Despite (or because of?) difficult times within NHS
services, NHS spending on consultancy continues to increase. Overall, in 2014
the NHS spent £640 million on consultancy, compared to £313 million in 2010 (see
http://www.nationalhealthexecutive.com/Health-Care-News/nhs-bill-for-consultants-more-than-doubles-despite-government-promises-to-cut-spending
for a summary - the BMJ article is paywalled). In a typically pithy short
article in the BMJ, David Oliver asks serious questions about why the NHS are
spending so much on consultancy, and the types of consultancy they’re buying:
“In times of war, arms dealers, rebuilders and racketeers
profit from the chaos. ‘Disruptive innovation’ has led to similar spoils for
management consultants, with taxpayers’ money diverted from already struggling
health and care services.”
“The door between the Department of Health, NHS England,
Monitor, 10 Downing Street, and the consultancy firms is constantly revolving,
creating commercial advantage. People will pay as much for access and influence
as for expertise.”
“Those with relevant experience of the sector rarely have
a better track record of delivery than those they are advising. Consultants
often sell back the solutions offered to them by the staff they speak to. Or,
in glossy reports, they tell service leaders what they want to hear when they
haven’t the courage to take ownership of their own decisions.”

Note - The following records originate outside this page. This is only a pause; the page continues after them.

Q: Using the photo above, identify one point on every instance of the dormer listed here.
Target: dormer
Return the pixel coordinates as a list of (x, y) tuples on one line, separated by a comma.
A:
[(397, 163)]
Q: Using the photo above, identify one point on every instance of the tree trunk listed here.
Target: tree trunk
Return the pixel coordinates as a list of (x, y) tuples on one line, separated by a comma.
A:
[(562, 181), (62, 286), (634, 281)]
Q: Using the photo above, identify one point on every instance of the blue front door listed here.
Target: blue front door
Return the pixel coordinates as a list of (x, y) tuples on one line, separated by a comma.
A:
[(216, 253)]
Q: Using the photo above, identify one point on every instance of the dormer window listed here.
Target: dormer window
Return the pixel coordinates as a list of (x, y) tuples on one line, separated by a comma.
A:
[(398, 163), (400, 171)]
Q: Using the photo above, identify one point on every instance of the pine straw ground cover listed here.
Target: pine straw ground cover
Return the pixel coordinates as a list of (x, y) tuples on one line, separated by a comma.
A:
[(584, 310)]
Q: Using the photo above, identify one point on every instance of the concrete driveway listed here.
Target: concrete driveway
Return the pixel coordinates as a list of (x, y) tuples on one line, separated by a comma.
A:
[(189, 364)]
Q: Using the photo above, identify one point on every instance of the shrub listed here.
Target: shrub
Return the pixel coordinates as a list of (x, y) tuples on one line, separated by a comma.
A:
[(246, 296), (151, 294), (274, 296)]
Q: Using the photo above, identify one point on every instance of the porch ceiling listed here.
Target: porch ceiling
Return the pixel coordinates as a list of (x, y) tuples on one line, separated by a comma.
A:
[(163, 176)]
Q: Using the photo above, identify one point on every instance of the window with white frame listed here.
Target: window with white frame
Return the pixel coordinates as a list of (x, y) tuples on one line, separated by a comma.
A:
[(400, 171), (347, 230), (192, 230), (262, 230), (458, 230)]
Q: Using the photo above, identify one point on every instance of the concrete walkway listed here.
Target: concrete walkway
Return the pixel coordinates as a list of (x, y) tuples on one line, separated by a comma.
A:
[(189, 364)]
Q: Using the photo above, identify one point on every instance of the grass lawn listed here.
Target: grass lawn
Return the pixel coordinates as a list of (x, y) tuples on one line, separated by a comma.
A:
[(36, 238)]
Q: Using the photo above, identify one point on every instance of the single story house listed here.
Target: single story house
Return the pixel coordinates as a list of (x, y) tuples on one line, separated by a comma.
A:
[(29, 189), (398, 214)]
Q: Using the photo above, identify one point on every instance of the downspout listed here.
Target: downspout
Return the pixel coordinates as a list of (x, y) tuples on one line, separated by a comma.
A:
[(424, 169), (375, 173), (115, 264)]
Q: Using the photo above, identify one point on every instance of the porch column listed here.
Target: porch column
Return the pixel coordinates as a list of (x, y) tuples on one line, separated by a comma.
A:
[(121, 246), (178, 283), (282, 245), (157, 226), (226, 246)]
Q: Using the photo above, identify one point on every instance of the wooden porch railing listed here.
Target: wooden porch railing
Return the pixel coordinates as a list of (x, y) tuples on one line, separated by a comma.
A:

“Consultancy firms are unaccountable and can walk away
from bad or damaging advice with no consequences.”
“Spending on consultants, head hunters, and information
technology advice should be prominent in every annual report and at meetings
and a recurring item for parliamentary and regulatory scrutiny…Let’s ensure
that all consultancy is subject to a rigorous audit of value and impact and
whether it needed to be contracted out at all.”
Although I should obviously be charging thousands,
because I’m a generous person in this blog I’m going to help Southern Health
NHS Foundation Trust start on this road to transparency. I can’t rigorously
audit value and impact, but via the genuinely quick and efficient services of
the Southern Health Freedom of Information office (ably assisted by
WhatDoTheyKnow https://www.whatdotheyknow.com/) I have
information on Southern Health’s spending on consultancy and legal/professional
services for 2013/14 and 2014/15 (available here https://www.whatdotheyknow.com/request/itemised_list_of_expenditure_in#outgoing-384702
and here https://www.whatdotheyknow.com/request/itemised_list_of_expenditure_in#outgoing-384702).
In this blogpost, I won’t be going through everything
they’ve spent on legal & professional services and consultancy – partly
because I don’t have the knowledge to do this and partly because it would make for
an extremely long post. Instead, I’m going to pick up some of the main issues
that occurred to me as I was going through them.
How much are they
spending?
In 2013/14, Southern Health spent £1.555 million on
consultancy, and a further £1.305 million on legal and professional services. Added together, this was 0.8% of their
entire income of £354 million in 2013/14.
In 2014/15, Southern Health spent £2.166 million on
consultancy, and a further £1.116 million on legal and professional services. Added together this was a 23% increase on
2013/14 even though income was down to £346 million in 2014/15. So, in 2014/15
this spending was almost 1% of the Trust’s total income, and represented more
than half of the Trust’s total deficit of £6.1 million in 2014/15 (income
figures are from the Trust’s Annual Report 2014/15 http://www.southernhealth.nhs.uk/about/performance/annual-report/).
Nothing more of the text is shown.